Day One started with a tour of Veggielution Community Farm to give leaders from elsewhere in California an idea of the good work taking place in the South Bay (see featured image). The tour proceeded to the Hermitage Brewing Company for a tour led by Beermeister Greg and an extended Happy Hour in the tap room.
On day Two, after a welcome and Introductions, the opening exercise explored how to create a Slow Food Manifesto (Mission Statement) for your chapter, an important process in identifying each chapter’s core values, branding ourselves and communicating with our members and the interested public. Theinternational Slow Food movement officially began when delegates from 15 countries endorsed a manifesto, written by founding member Folco Portinari, on December 10, 1989.
“We’ve missed out on the whole grain our whole lives,” Mai told us. “The unique characteristics and beneficial nutrients that excite our palate and nourish our bodies have been separated, discarded. Lets bring them back to the bowl, to the plate, to our local food shed.”
The California Grain Campaign is coming to a farmers market near you. Its goal is to increase the visibility, knowledge, and consumption of California-grown whole grains.
Farmer Mai Nguyen is growing four varieties of wheat right here in Sebastopol in the Two Rock area..Farmer Mai, with Kathleen de Chadenedes a Slow Food Russian River member who also sits on the Board of Slow Food California, presented and answered questions about the Grain Campaign and attendees had opportunity to sample biscuits made with four types of locally grown wheat, and learn how most of the nutrients of wheat are lost in industrial milling.
A new community of millers, bakers and farmers is working to change all of this. The Grain Campaign is asking for a commitment from participating bakers to incorporate 20% locally grown whole grain flour by 2020,.
The afternoon session of Day Two started with a bright spot about the One Seed One Community project in the South Bay with Hallie Salo.
Hallie works with a local Seed Bank that is affiliated with the local public library.

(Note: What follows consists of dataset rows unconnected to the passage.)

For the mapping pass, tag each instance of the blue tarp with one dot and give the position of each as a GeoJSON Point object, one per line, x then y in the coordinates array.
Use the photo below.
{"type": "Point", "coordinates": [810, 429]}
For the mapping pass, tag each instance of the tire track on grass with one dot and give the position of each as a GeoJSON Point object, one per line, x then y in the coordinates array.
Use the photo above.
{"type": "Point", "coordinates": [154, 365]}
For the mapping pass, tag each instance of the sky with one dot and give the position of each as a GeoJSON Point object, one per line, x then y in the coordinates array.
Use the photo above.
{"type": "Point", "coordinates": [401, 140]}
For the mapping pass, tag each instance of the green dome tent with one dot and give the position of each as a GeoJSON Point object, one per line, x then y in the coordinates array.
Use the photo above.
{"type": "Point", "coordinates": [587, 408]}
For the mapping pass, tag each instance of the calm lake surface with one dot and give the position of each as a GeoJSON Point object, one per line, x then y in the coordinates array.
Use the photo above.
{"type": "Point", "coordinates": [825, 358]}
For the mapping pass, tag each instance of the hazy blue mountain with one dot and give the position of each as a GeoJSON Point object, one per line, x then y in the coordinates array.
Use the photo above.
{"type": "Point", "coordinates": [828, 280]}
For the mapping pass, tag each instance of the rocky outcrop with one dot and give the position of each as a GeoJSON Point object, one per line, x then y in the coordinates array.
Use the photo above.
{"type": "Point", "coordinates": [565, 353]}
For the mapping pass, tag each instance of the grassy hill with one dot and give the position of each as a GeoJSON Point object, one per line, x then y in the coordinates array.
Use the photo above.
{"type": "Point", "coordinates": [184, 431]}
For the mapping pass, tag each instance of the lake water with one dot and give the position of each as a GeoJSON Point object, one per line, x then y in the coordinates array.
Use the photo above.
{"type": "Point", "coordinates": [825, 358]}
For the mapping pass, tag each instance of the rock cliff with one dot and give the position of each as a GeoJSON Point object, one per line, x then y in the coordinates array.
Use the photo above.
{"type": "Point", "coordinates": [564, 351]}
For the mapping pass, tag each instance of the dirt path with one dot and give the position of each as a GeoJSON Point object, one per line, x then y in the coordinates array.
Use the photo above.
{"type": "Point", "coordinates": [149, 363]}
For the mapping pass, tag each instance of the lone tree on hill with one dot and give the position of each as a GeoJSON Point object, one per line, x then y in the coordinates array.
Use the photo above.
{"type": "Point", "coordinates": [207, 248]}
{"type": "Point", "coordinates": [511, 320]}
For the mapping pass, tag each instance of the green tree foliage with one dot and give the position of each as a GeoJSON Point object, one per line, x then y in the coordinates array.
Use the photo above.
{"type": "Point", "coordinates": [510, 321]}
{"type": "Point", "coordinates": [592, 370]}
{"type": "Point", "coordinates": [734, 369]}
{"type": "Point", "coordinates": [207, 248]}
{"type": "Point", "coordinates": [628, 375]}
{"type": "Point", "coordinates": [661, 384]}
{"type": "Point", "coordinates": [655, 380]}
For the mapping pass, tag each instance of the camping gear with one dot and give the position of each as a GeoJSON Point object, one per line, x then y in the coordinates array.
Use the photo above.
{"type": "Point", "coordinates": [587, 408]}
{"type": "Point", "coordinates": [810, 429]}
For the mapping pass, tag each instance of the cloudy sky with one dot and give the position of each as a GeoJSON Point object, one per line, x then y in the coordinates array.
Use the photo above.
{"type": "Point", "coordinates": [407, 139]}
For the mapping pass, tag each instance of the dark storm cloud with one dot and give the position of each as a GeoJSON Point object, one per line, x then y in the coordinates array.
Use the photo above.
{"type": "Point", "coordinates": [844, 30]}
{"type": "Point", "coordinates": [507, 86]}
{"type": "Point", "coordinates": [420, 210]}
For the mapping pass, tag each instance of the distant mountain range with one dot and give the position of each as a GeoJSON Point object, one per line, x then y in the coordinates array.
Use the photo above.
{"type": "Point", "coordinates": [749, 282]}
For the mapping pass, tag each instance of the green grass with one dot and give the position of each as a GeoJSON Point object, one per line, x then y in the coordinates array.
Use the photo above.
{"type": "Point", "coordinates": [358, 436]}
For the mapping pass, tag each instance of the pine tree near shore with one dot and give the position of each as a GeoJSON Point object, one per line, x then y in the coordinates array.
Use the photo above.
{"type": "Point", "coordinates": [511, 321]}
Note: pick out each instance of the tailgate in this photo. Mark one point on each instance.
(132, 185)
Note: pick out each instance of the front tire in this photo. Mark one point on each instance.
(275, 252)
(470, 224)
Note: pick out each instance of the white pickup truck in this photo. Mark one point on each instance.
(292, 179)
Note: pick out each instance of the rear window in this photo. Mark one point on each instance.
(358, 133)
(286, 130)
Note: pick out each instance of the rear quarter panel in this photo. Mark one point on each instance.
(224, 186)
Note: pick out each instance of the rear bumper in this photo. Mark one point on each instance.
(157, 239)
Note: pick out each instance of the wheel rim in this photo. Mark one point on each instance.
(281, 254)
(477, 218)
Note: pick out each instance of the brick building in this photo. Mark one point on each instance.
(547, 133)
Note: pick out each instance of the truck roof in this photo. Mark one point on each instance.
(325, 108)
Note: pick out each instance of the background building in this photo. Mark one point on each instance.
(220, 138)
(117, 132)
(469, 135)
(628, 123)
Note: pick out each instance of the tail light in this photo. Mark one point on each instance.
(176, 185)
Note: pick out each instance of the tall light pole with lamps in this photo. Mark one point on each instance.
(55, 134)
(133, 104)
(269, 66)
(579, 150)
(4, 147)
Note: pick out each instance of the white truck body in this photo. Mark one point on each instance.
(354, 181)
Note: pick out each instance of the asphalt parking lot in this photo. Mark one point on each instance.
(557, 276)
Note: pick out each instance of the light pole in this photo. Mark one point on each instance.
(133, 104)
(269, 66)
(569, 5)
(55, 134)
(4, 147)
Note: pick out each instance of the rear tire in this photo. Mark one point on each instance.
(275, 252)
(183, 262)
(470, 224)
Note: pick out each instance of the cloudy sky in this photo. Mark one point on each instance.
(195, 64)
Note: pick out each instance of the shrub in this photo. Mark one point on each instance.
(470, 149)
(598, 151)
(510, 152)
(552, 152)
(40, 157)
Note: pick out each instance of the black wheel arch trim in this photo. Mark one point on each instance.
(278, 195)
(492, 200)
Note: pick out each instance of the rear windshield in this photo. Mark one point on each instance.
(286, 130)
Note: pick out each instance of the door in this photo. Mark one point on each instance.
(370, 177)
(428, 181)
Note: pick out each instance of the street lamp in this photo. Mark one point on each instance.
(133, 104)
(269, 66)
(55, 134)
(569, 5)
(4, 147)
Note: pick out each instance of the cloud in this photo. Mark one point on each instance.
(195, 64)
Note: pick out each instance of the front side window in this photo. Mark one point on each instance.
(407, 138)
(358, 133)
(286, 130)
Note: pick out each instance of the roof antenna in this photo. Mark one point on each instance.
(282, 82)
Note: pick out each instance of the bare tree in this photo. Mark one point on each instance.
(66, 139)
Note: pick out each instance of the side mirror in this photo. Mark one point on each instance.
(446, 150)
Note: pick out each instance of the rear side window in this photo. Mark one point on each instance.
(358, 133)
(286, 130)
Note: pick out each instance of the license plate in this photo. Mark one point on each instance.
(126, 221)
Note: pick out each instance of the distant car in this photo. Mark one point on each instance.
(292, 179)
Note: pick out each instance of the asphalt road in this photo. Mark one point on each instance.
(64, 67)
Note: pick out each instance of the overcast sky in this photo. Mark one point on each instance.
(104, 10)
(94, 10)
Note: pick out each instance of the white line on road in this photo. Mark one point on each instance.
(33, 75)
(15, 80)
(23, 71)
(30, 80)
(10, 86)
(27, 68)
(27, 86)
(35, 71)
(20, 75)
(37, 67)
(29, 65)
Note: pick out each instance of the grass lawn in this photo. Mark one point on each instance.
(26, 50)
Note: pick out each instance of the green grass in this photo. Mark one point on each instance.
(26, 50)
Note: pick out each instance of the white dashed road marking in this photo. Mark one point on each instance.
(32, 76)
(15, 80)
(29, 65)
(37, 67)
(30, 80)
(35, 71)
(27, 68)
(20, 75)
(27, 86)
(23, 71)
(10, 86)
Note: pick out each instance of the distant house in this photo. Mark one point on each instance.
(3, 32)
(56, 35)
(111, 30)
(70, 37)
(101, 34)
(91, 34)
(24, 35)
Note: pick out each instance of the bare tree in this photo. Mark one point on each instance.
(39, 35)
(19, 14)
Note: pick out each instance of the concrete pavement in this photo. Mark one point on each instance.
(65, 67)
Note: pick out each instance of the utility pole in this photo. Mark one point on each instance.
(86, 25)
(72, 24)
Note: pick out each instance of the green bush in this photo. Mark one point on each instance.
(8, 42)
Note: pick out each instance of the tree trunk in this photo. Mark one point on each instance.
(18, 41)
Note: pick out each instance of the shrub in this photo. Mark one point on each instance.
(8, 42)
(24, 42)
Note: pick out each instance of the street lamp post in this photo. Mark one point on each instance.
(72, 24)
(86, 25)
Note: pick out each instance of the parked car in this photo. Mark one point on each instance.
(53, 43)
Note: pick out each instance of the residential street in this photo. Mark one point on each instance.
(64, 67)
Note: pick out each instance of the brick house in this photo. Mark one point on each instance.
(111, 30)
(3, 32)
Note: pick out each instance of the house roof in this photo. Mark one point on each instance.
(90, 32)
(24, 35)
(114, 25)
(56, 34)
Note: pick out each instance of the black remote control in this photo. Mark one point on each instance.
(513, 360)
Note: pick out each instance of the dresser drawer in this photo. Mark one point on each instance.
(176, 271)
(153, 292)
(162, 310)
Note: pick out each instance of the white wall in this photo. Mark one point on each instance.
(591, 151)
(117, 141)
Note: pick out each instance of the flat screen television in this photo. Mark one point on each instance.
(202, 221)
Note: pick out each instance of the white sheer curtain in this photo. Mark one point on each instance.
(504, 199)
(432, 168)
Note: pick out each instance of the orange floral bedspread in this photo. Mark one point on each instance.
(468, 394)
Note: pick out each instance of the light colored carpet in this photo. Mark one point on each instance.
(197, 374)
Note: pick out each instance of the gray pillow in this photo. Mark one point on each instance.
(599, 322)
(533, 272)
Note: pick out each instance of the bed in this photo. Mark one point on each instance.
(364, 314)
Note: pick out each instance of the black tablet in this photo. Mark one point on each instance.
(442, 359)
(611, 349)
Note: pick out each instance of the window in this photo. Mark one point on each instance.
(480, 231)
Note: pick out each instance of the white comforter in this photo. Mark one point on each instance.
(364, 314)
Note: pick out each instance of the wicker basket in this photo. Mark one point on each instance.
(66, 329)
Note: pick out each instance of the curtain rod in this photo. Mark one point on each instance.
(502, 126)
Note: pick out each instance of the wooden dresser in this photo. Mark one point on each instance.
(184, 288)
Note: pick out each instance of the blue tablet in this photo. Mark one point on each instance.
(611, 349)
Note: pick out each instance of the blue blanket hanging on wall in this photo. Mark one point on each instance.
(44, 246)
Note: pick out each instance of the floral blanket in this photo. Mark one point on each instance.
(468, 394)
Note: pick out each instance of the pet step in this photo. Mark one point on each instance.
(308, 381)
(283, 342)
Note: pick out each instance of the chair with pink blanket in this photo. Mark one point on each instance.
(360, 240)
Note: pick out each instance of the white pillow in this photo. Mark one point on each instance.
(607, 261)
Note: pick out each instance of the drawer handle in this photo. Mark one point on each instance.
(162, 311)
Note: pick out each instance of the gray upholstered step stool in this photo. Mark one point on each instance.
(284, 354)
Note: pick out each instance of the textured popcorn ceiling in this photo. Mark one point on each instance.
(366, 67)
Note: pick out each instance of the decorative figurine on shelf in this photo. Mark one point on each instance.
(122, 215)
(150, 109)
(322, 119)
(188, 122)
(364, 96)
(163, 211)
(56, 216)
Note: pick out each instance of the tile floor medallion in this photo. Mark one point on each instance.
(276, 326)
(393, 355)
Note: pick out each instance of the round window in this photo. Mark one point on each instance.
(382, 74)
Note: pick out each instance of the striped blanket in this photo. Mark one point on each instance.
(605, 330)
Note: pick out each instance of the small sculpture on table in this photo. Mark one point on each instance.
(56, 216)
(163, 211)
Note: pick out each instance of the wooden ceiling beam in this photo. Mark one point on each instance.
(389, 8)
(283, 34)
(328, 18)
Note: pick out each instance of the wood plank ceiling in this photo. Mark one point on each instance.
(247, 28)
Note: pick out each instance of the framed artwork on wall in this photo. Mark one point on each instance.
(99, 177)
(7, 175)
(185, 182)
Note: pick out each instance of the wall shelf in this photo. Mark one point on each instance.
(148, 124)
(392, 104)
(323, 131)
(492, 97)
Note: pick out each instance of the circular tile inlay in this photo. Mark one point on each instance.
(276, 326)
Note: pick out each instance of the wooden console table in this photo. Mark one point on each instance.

Their goal is to ask the public to plant an extra row yearly, for donating to local food banks. (More…)
One Seed, One Community is based on “one book, one city” or “community read” programs. Instead of uniting a community in reading a single book, common ground is found by growing the same seed.
Charity Kenyon and Brenda Ruiz from the Slow Food California Policy committee, guided us through the current food policy landscape and provided action steps on how to engage with these issues through Slow Food California and National Policy committees.
After the meeting Kenyon wrote us: “Slow Food California is pleased to be the principal supporters of food justice discussions at Slow Food Nations this year. We believe that both joy and justice are required to bend the food system toward good, clean, and fair.
Here’s what we plan to support: Raj Patel (remember Stuffed and Starved?) will give a keynote talk about capitalism and unraveling the roots of injustice. Professor John Ikerd will talk about eliminating hunger, continuing a conversation from Eco-Farm 2018. And we’re participating with a national working group drafting an Equity, Justice, and Inclusion Manifesto. I hope you’re coming to the Leader Summit to participate in these conversations!
These food justice efforts are aligned with Slow Food’s global goal to radically renew the organization, making it more open and inclusive and addressing the challenges that await us in the future. But we need your help! California folks were big donors last year. We need your help again to bring diverse voices to Slow Food Nations. Please consider making a donation today.
Are you interested in joining our new virtual book club? Or want to get involved more deeply? Get in touch directly at firstname.lastname@example.org “
We ended the afternoon session with a short, fun hands on exercise, led by Julie Conway Kendrick of Slow Food Mendocino to share what is working today for both Slow Food CA and Slow Food USA, and building goals for a better future.
After sitting most of the day, it was a great idea to do an Edible Tree Walk in Joni’s neighborhood with a naturalist, who pointed out trees, plants, and herbs in neighboring yards.
WE ended our conference with a collectively cooked dinner, using teams of 4-5 people each making a dish featuring CA grains and local greens. David Kaisel of Capay Mills in Rumsey in the Capay Valley (Yolo County) had brought his wheat and showed us how to make making piadini and ravioli. It was a great way to end a day-and- a-half of work, food and joy.